Jeudi après-midi, La Défense et plus loin
Afin de surseoir au coup de blues inévitable qui du fait de solitude me saisit désormais après chaque heureux moment entre amis, j'avais décidé après un doux déjeuner joyeux et bien accompagné, d'explorer la zone vers Nanterre préfecture et qui est depuis un moment en chantiers.
Il pleuvait mais j'étais équipée et dès lors que le froid est supportable, la pluie ne me dérange pas. Je me suis donc accordée une bonne chasse photos, malgré la météo défavorable. Je tentais en vain de me souvenir de ce qu'il y avait là avant.

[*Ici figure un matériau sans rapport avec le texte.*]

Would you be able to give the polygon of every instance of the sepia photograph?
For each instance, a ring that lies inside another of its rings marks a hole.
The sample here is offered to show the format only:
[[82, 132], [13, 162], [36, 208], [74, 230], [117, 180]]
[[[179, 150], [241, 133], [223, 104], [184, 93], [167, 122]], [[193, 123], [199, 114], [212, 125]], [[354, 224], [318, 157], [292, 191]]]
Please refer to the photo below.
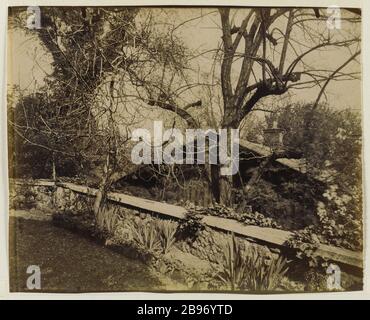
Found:
[[361, 8], [7, 19], [10, 292], [364, 290]]

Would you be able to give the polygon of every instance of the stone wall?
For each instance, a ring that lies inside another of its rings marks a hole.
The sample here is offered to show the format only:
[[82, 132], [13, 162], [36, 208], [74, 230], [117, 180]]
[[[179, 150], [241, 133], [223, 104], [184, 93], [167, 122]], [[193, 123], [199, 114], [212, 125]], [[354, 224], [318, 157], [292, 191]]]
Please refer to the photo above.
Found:
[[9, 208], [54, 211], [54, 190], [54, 184], [48, 181], [10, 180]]
[[[92, 214], [94, 197], [74, 192], [63, 187], [57, 187], [54, 202], [59, 216], [69, 215], [69, 217], [75, 217], [76, 221], [84, 221], [86, 228], [89, 228], [89, 226], [92, 227], [94, 223]], [[104, 206], [104, 215], [108, 217], [116, 215], [118, 217], [115, 223], [116, 226], [114, 230], [110, 230], [111, 234], [108, 236], [107, 240], [115, 244], [125, 244], [132, 239], [132, 228], [130, 228], [130, 224], [132, 223], [141, 221], [150, 224], [156, 221], [166, 220], [166, 217], [159, 214], [125, 207], [121, 203], [115, 201], [108, 201], [106, 203]], [[184, 223], [181, 219], [171, 218], [170, 220], [179, 225]], [[238, 242], [246, 250], [256, 250], [259, 255], [267, 259], [277, 257], [277, 249], [268, 248], [266, 245], [255, 243], [243, 237], [237, 238]], [[183, 253], [191, 254], [201, 260], [217, 265], [222, 261], [223, 252], [230, 241], [231, 234], [229, 232], [223, 232], [205, 226], [203, 230], [197, 233], [195, 239], [179, 240], [175, 243], [175, 247]]]
[[[50, 181], [11, 182], [11, 207], [31, 207], [52, 211], [70, 217], [86, 217], [86, 223], [93, 224], [92, 207], [96, 189], [71, 183], [54, 184]], [[186, 216], [186, 209], [166, 203], [155, 202], [119, 193], [109, 193], [104, 215], [117, 216], [117, 230], [122, 237], [130, 237], [129, 223], [139, 220], [148, 221], [172, 219], [181, 224]], [[210, 262], [219, 262], [222, 246], [227, 244], [233, 232], [245, 246], [256, 247], [263, 255], [272, 256], [280, 250], [286, 253], [285, 241], [290, 233], [284, 230], [245, 226], [232, 219], [205, 216], [202, 220], [205, 229], [197, 234], [194, 241], [179, 241], [177, 246], [186, 253], [191, 253]], [[117, 231], [115, 230], [115, 231]], [[119, 235], [118, 235], [119, 237]], [[348, 266], [362, 269], [362, 252], [320, 245], [316, 251], [327, 260], [337, 261]]]

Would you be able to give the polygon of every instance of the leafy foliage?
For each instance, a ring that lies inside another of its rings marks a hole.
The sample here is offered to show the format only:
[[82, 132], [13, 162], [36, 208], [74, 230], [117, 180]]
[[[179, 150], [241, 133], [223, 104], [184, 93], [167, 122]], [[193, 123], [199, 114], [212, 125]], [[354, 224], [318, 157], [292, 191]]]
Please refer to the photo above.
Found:
[[[304, 179], [289, 179], [284, 172], [276, 173], [278, 181], [260, 180], [244, 195], [253, 210], [263, 212], [275, 226], [286, 230], [297, 230], [314, 224], [315, 198], [320, 196], [320, 186], [313, 187]], [[290, 180], [290, 181], [289, 181]]]
[[177, 223], [169, 220], [130, 223], [132, 240], [140, 248], [158, 255], [168, 253], [175, 244]]
[[154, 255], [162, 251], [161, 236], [154, 223], [136, 221], [131, 224], [132, 238], [134, 243], [140, 248], [147, 250]]
[[241, 289], [247, 275], [247, 264], [241, 246], [237, 243], [234, 234], [224, 249], [222, 271], [218, 278], [231, 290]]
[[253, 291], [271, 291], [278, 287], [282, 277], [287, 273], [287, 260], [280, 256], [266, 261], [255, 249], [250, 250], [246, 257], [249, 272], [245, 278], [245, 286]]
[[261, 180], [249, 190], [246, 202], [277, 219], [284, 229], [295, 231], [294, 247], [301, 247], [304, 240], [360, 250], [360, 114], [323, 104], [314, 107], [298, 103], [266, 118], [268, 123], [274, 120], [285, 130], [287, 151], [305, 159], [305, 179], [284, 181], [274, 177], [273, 183]]
[[[338, 187], [330, 186], [324, 193], [324, 201], [318, 201], [315, 213], [318, 223], [294, 233], [288, 244], [299, 249], [303, 256], [314, 260], [311, 250], [319, 243], [326, 243], [350, 250], [362, 249], [361, 191], [352, 197], [339, 195]], [[310, 244], [306, 248], [306, 244]]]
[[319, 238], [314, 232], [314, 227], [308, 227], [293, 233], [286, 245], [296, 250], [297, 258], [305, 261], [310, 267], [318, 267], [321, 257], [316, 254], [319, 247]]
[[317, 203], [320, 223], [316, 232], [329, 244], [352, 250], [362, 249], [362, 190], [352, 188], [350, 195], [331, 185]]
[[246, 225], [256, 225], [260, 227], [271, 227], [281, 229], [281, 225], [275, 219], [267, 217], [258, 211], [247, 208], [245, 211], [238, 212], [234, 208], [216, 203], [213, 207], [191, 206], [189, 212], [199, 217], [210, 215], [227, 219], [235, 219]]
[[175, 244], [177, 227], [178, 224], [174, 221], [158, 221], [158, 230], [160, 233], [160, 240], [164, 254], [168, 253]]
[[[329, 182], [354, 186], [361, 181], [361, 118], [350, 109], [321, 104], [288, 105], [270, 116], [285, 130], [284, 145], [301, 153], [309, 175], [329, 172]], [[324, 176], [323, 176], [324, 177]]]
[[99, 210], [95, 217], [95, 225], [100, 231], [105, 231], [108, 234], [114, 234], [117, 228], [117, 223], [120, 220], [120, 216], [114, 209], [102, 208]]
[[234, 234], [224, 250], [221, 269], [218, 278], [231, 290], [253, 291], [276, 289], [288, 271], [285, 258], [267, 261], [255, 248], [245, 252]]
[[190, 209], [186, 213], [185, 220], [180, 222], [177, 238], [190, 242], [195, 241], [199, 233], [204, 230], [204, 225], [201, 222], [202, 219], [203, 216], [199, 212]]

Certains immeubles de bureaux montraient des signes tangibles d'occupation. Lumières aux étages. Grappes de fumeurs malheureux à leurs pieds. Ici ou là un point de restauration plus ou moins rapide. Rues désertes et droites. Seuls les véhicules qui passaient rapidement sous l'averse semblaient vraiment vivants. Perdus dans les zones en travaux, quelques relativement vieux immeubles tentaient de surnager. J'ignore si on peut le dire encore de leurs habitants auxquels je trouve bien du mérite d'ainsi résister. Je suppose qu'ils n'ont pas le choix. Me souviens des temps où Nanterre était constituée pour partie de bidonvilles pour les abrités desquels une HLM toute récente était un progrès social et quotidien immense.
Je retrouvai sans l'avoir voulu le bâtiment sinistre et très préfectoral où j'avais fin 2005 croisé Wytejczk pour l'une des dernières fois avant qu'il ne sorte entièrement de ma vie. Cette étrange réponse qu'il avait eue "Je n'y peux rien" quand je lui avais donné des nouvelles de mon aînée alors malade et que sur le moment je n'avais pas comprise mais 6 ou 7 mois plus tard lors d'un déjeuner avec une amie qui m'avait rapporté les mêmes propos tenus par quelqu'un d'autre sur un problème de boulot. Et combien j'avais été à Nanterre ce jour-là si préoccupée que je n'avais pas su prendre en compte cette petite alerte ou au moins lui demander ce qu'il entendait par là.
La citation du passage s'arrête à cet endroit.